The definition of 'stat' as spcified in the manpage says that a st_ctime field exists.
struct stat { dev_t st_dev; /* ID of device containing file */ ino_t st_ino; /* inode number */ mode_t st_mode; /* protection */ nlink_t st_nlink; /* number of hard links */ uid_t st_uid; /* user ID of owner */ gid_t st_gid; /* group ID of owner */ dev_t st_rdev; /* device ID (if special file) */ off_t st_size; /* total size, in bytes */ blksize_t st_blksize; /* blocksize for file system I/O */ blkcnt_t st_blocks; /* number of 512B blocks allocated */ time_t st_atime; /* time of last access */ time_t st_mtime; /* time of last modification */ time_t st_ctime; /* time of last status change */ };
However, this does not seem to be true for my system even though I'm using gcc (which should be behaving according to the standard).
In fact, all of the time fields (atime, mtime, ctime) are missing and therefore the struct contains some atim, mtim and ctim values which return a timespec instead of the desired time_t value.
Now my questions:
- Why is this so?
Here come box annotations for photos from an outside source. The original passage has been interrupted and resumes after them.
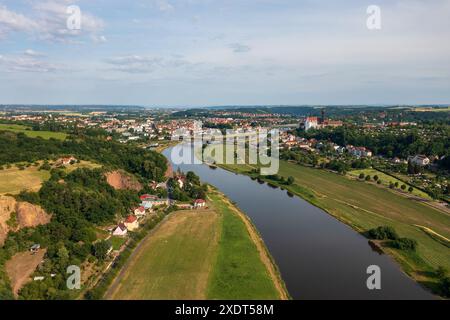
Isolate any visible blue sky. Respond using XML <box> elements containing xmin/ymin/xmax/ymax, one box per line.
<box><xmin>0</xmin><ymin>0</ymin><xmax>450</xmax><ymax>106</ymax></box>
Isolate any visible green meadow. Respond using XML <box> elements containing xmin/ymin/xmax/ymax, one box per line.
<box><xmin>0</xmin><ymin>123</ymin><xmax>67</xmax><ymax>140</ymax></box>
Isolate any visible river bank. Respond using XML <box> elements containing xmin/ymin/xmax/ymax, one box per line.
<box><xmin>218</xmin><ymin>162</ymin><xmax>449</xmax><ymax>294</ymax></box>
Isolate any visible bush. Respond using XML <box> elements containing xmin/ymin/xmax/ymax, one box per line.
<box><xmin>439</xmin><ymin>277</ymin><xmax>450</xmax><ymax>297</ymax></box>
<box><xmin>435</xmin><ymin>266</ymin><xmax>448</xmax><ymax>279</ymax></box>
<box><xmin>392</xmin><ymin>238</ymin><xmax>417</xmax><ymax>251</ymax></box>
<box><xmin>368</xmin><ymin>226</ymin><xmax>398</xmax><ymax>240</ymax></box>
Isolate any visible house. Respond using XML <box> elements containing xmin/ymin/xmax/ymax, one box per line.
<box><xmin>177</xmin><ymin>203</ymin><xmax>192</xmax><ymax>210</ymax></box>
<box><xmin>113</xmin><ymin>223</ymin><xmax>128</xmax><ymax>237</ymax></box>
<box><xmin>347</xmin><ymin>145</ymin><xmax>372</xmax><ymax>158</ymax></box>
<box><xmin>58</xmin><ymin>156</ymin><xmax>77</xmax><ymax>166</ymax></box>
<box><xmin>305</xmin><ymin>117</ymin><xmax>319</xmax><ymax>131</ymax></box>
<box><xmin>134</xmin><ymin>206</ymin><xmax>145</xmax><ymax>217</ymax></box>
<box><xmin>194</xmin><ymin>199</ymin><xmax>206</xmax><ymax>209</ymax></box>
<box><xmin>141</xmin><ymin>200</ymin><xmax>153</xmax><ymax>210</ymax></box>
<box><xmin>409</xmin><ymin>154</ymin><xmax>430</xmax><ymax>167</ymax></box>
<box><xmin>139</xmin><ymin>194</ymin><xmax>158</xmax><ymax>201</ymax></box>
<box><xmin>124</xmin><ymin>215</ymin><xmax>139</xmax><ymax>231</ymax></box>
<box><xmin>30</xmin><ymin>243</ymin><xmax>41</xmax><ymax>253</ymax></box>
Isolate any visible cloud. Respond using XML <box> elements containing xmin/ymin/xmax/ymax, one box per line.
<box><xmin>156</xmin><ymin>0</ymin><xmax>174</xmax><ymax>12</ymax></box>
<box><xmin>0</xmin><ymin>5</ymin><xmax>38</xmax><ymax>36</ymax></box>
<box><xmin>0</xmin><ymin>0</ymin><xmax>104</xmax><ymax>42</ymax></box>
<box><xmin>229</xmin><ymin>43</ymin><xmax>252</xmax><ymax>53</ymax></box>
<box><xmin>0</xmin><ymin>54</ymin><xmax>63</xmax><ymax>73</ymax></box>
<box><xmin>106</xmin><ymin>55</ymin><xmax>192</xmax><ymax>73</ymax></box>
<box><xmin>23</xmin><ymin>49</ymin><xmax>45</xmax><ymax>57</ymax></box>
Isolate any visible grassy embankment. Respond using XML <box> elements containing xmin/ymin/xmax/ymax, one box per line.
<box><xmin>0</xmin><ymin>123</ymin><xmax>67</xmax><ymax>140</ymax></box>
<box><xmin>106</xmin><ymin>191</ymin><xmax>281</xmax><ymax>299</ymax></box>
<box><xmin>216</xmin><ymin>157</ymin><xmax>450</xmax><ymax>292</ymax></box>
<box><xmin>0</xmin><ymin>161</ymin><xmax>101</xmax><ymax>195</ymax></box>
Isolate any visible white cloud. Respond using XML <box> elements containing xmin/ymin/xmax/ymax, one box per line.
<box><xmin>0</xmin><ymin>5</ymin><xmax>38</xmax><ymax>36</ymax></box>
<box><xmin>229</xmin><ymin>43</ymin><xmax>252</xmax><ymax>53</ymax></box>
<box><xmin>0</xmin><ymin>56</ymin><xmax>66</xmax><ymax>73</ymax></box>
<box><xmin>0</xmin><ymin>0</ymin><xmax>104</xmax><ymax>42</ymax></box>
<box><xmin>106</xmin><ymin>55</ymin><xmax>191</xmax><ymax>73</ymax></box>
<box><xmin>23</xmin><ymin>49</ymin><xmax>45</xmax><ymax>57</ymax></box>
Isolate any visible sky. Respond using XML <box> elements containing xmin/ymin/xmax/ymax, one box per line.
<box><xmin>0</xmin><ymin>0</ymin><xmax>450</xmax><ymax>107</ymax></box>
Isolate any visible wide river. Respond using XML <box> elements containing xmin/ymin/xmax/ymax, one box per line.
<box><xmin>164</xmin><ymin>148</ymin><xmax>433</xmax><ymax>299</ymax></box>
Maybe I included the wrong header but I'm really sure it's gotta be sys/stat.h.
- I have not been finding too much information about timespec, what is it and why is it returned here?
- Even if I find a workaround, does it help m or will any other system fail to execute my code?
I am using Ubuntu 11.10 and gcc 4.6.1.
My code (partly):
struct stat file_info;
time_t t;
if( lstat( path, &file_info ) == 0 ) {
struct tm* timeinfo;
t = file_info.st_ctime;
timeinfo = localtime( &t );
I'd be really glad if you could help with this one, I really got no clue why I can not compile using the st_ctime field of my struct and as usual gcc is not too much of a help when it comes to talking about errors ;-)
Probably it's got to do something with #include problems, but I'm not able to determine what.